Hello!
I've developed an ETL service using Azure Durable Functions, which involves the following components:
- A time-triggered function (Starter)
- The main orchestrator
- The etl sub-orchestrator
- Activity functions for reading, transforming, and writing data
- A durable entity for storing additional data.
Here's how the workflow works:
- The time-triggered function starts the main orchestrator.
- The main orchestrator calls an activity function that returns the number of data to be processed (70,000 JSON files).
- The main orchestrator creates a matrix of ETL-Orchestrators, with each group containing 50 ETL-Orchestrators.
- The main orchestrator calls each array of ETL-Orchestrators (using task.all) sequentially.
while (index < groupedEtlOrchestrators.length) {
yield context.df.Task.all(groupedEtlOrchestrators[index]);
index += 1;
}
- The ETL-Orchestrator:
- Starts the reader activity (reads 1000 json files)
- Starts the transformer activity (transform 1000 json files)
- Starts the writer activity (sequentially insert/update 1000 json files to CosmosDb)
- Starts 2 durable activities in parallel that deduplicate additional database and store it using the state.
- After all sub-orchestrators are done
- The main orchestrator starts 2 durable activities that contain 10,000 JSON files. (it takes all data)
- The main orchestrator starts 10 activity functions, with each function inserting/updating 1,000 JSON files.
- The main orchestrator starts 1 activity function for changing CosmosDB throughput.
- The main orchestrator starts 2 durable entities and 1 activity function in parallel to release resources used by durable activities and close database connections.
Here's what happens when the function is executed:
- The first group of ETL Orchestrators (10 sub-orchestrators) are executed quickly and complete in 2 minutes (including reading/transforming/writing and temp-storage activities).

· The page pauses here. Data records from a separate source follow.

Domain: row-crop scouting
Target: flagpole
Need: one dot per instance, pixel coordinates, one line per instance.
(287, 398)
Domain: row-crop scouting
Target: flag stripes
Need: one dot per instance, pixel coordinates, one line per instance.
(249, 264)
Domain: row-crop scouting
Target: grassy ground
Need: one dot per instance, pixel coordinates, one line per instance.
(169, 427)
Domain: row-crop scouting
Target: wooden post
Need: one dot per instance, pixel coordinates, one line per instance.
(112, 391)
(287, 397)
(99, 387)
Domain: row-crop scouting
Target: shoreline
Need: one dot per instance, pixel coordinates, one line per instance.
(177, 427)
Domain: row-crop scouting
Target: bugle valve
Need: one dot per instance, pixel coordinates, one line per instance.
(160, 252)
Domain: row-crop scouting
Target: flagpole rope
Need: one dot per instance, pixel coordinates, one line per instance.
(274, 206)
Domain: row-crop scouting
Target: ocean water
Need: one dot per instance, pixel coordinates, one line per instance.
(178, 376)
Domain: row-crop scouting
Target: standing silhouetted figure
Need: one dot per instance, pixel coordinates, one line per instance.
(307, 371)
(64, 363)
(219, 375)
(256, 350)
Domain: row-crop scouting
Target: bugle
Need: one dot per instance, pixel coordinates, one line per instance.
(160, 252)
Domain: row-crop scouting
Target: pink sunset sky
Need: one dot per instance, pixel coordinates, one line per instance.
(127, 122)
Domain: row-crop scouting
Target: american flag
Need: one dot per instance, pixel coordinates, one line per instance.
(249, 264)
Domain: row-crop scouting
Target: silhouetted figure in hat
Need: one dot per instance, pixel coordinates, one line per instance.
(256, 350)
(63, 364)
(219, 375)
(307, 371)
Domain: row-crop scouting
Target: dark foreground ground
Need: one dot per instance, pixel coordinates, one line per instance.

- For the other groups, there are significant delays between executions (The execution time for each group increases every time the previous group is completed). It appears that a lot of activities are added to a queue for an instance that is still in use, as the other instances are not being utilized.
- While I have 10 instances, only 8 are used for the first group, and the number of used instances decreases significantly for the subsequent groups.
- After all sub-orchestrators are done, it takes a long time to start the next activities from the main orchestrator. At this point, the number of instances is reduced to 1-2.
When I start the service with only 1 group of 10 ETL-Orchestrators, it takes 2 minutes to complete. However, when I have 7 groups, it does not take 7 * 2 minutes to finish.
Configuration:
- Plan: Premium - 3.5GB memory for each instance
- Instances: 10
- Host.json
- Because there is an activity function in the ETL Orchestrator that uses more CPU to process all data, I believe it is better to limit the number of concurrentActivity functions that can run on the same instance. Should I reduce this number to 2? (I need 2 because there will be 2 durable entities running in parallel); should I also reduce maxConcurrentOrchestratorFunctions to 1? But I don't think this is helpful because the orchestrator is "done" once it begins a new activity.
"extensions": {
"durableTask": {
"tracing": {
"traceInputsAndOutputs": false,
"traceReplayEvents": false
},
"maxConcurrentActivityFunctions": 5,
"maxConcurrentOrchestratorFunctions": 5
}
}
Although the expectation was to maintain similar levels of CPU usage, number of instances used, and number of requests throughout the execution, I observed the following:
- The number of requests decreased.
- The number of instances used decreased.
- The CPU usage decreased.
I've checked the logs and I found these:
- 3 x Singleton lock renewal failed for blob 'myfunc/host' with error code 409: LeaseIdMismatchWithLeaseOperation. The last successful renewal completed at 2023-03-29T19:33:29.954Z (11695 milliseconds ago) with a duration of 10884 milliseconds. The lease period was 15000 milliseconds. ( I have only one Function App in the service plan)
- 18 x Possible thread pool starvation detected.
- 125 x [HostMonitor] Host CPU threshold exceeded (91 >= 80)
This is a significant problem because for each execution, I increase the throughput of Cosmos DB. Due to the delay and non-execution of activities, the time it takes has increased from 30 minutes to 90 minutes. Consequently, Cosmos DB costs increase even if the Request Units (RU/s) are not utilized.